Personne n'exige le départ du président Vincent Volpe

"De mon point de vue, le problème, c'est qu'on recrute des joueurs sur lesquels on n'a pas de certitudes absolues. Un garçon comme Mathias Autret (dont le nom a circulé l'été dernier dans de très nombreux autres clubs, le HAC y compris, avant finalement de s'engager à Auxerre), l'un des cinq meilleurs joueurs de Ligue 2, qui était disponible, c'est mon grand regret. On va me répondre qu'on a un jeune comme Himad Abdelli au même poste, qu'il ne faut pas lui boucher l'avenir mais ce n'est pas interdit de faire jouer les deux ensemble". Le président des Barbarians déplore également que ses dirigeants n'explorent pas plus le marché scandinave surtout après avoir déniché Tino Kadewere en Suède.

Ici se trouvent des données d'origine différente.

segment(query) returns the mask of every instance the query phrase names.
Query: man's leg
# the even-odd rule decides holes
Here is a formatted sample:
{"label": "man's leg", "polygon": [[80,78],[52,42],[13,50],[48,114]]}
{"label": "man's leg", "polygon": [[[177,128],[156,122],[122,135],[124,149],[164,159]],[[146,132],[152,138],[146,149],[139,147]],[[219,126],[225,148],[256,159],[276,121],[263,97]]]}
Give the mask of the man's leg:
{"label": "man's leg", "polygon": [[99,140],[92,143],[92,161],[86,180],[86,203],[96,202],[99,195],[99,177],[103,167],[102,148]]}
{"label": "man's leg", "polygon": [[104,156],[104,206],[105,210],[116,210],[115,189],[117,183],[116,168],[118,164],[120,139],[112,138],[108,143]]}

"On a l'impression que le projet est monté à l'envers (...) La priorité, ça reste le sportif

"Depuis l'arrivée de Tino, je regarde beaucoup de ballon au Danemark, en Norvège. Je vois des joueurs qui ne feraient pas tâche au HAC". Encore faut-il les convaincre de poser leurs valises en Normandie. Plus facile à dire qu'à faire. Mais là aussi, Johan Vattier trouve que « son » club se montre peu performant pour se mettre en valeur. "Il faut vendre le projet aux joueurs, avancer les arguments pour les convaincre. On a des atouts : nos infrastructures, la ville, la mer, la proximité avec Deauville, le public. Aujourd'hui, peut-être qu'on n'est plus que 3 000 - 4 000 au stade (avant l'instauration des huis clos liés à la crise sanitaire) mais on a un potentiel énorme".

Malgré ce constat sans concession, aucun supporter du HAC n'exige un départ de Vincent Volpe. Bien au contraire. "On a tout à fait conscience de la chance d'avoir un président comme lui et que de nombreuses choses positives ont été réalisées avec le retour du centre d'entraînement en ville, la mise en place de l'hôtel, la construction du restaurant… Pour rien au monde, on ne voudrait changer de président. Maintenant, on a l'impression que le projet est monté à l'envers. Pour nous, il faudrait d'abord construire quelque chose de solide sportivement et derrière investir dans les infrastructures comme l'ont fait Angers, Dijon, Nice… La priorité, ça reste le sportif et ça ne fonctionne pas, et ça ne date pas de cette saison". Désormais, c'est sur le terrain que les fans attendent des réponses.

> L2. J20 - Amiens (9e - 27 points) / Le Havre (12e - 23 points), samedi 16 janvier à 19 heures au Stade Océane.

*La saison dernière, le championnat de L2 avait été définitivement arrêté après la 28e journée à cause de la pandémie de la Covid-19.

"Année après année, on ne prends aucun plaisir à regarder les matches de notre équipe"

Au-delà du classement, Johan Vattier déplore le manque de spectacle quand il assiste, que ce soit au stade (quand cela est autorisé) ou devant sa télé, aux rencontres du HAC. "Je caricature un peu mais aujourd'hui, limite, on prend un but, on sait qu'on a perdu. Quand j'entends certains dire que (Marcelo) Bielsa*, ce n'est pas un bon entraîneur, ça me met en rogne. Je veux des buts, une orgie de foot. De toute façon, les résultats, on n'en a pas, autant voir du spectacle".

*Actuellement à la tête de Leeds en Angleterre, l'entraîneur argentin Marcelo Bielsa a dirigé Marseille et Lille en Ligue 1.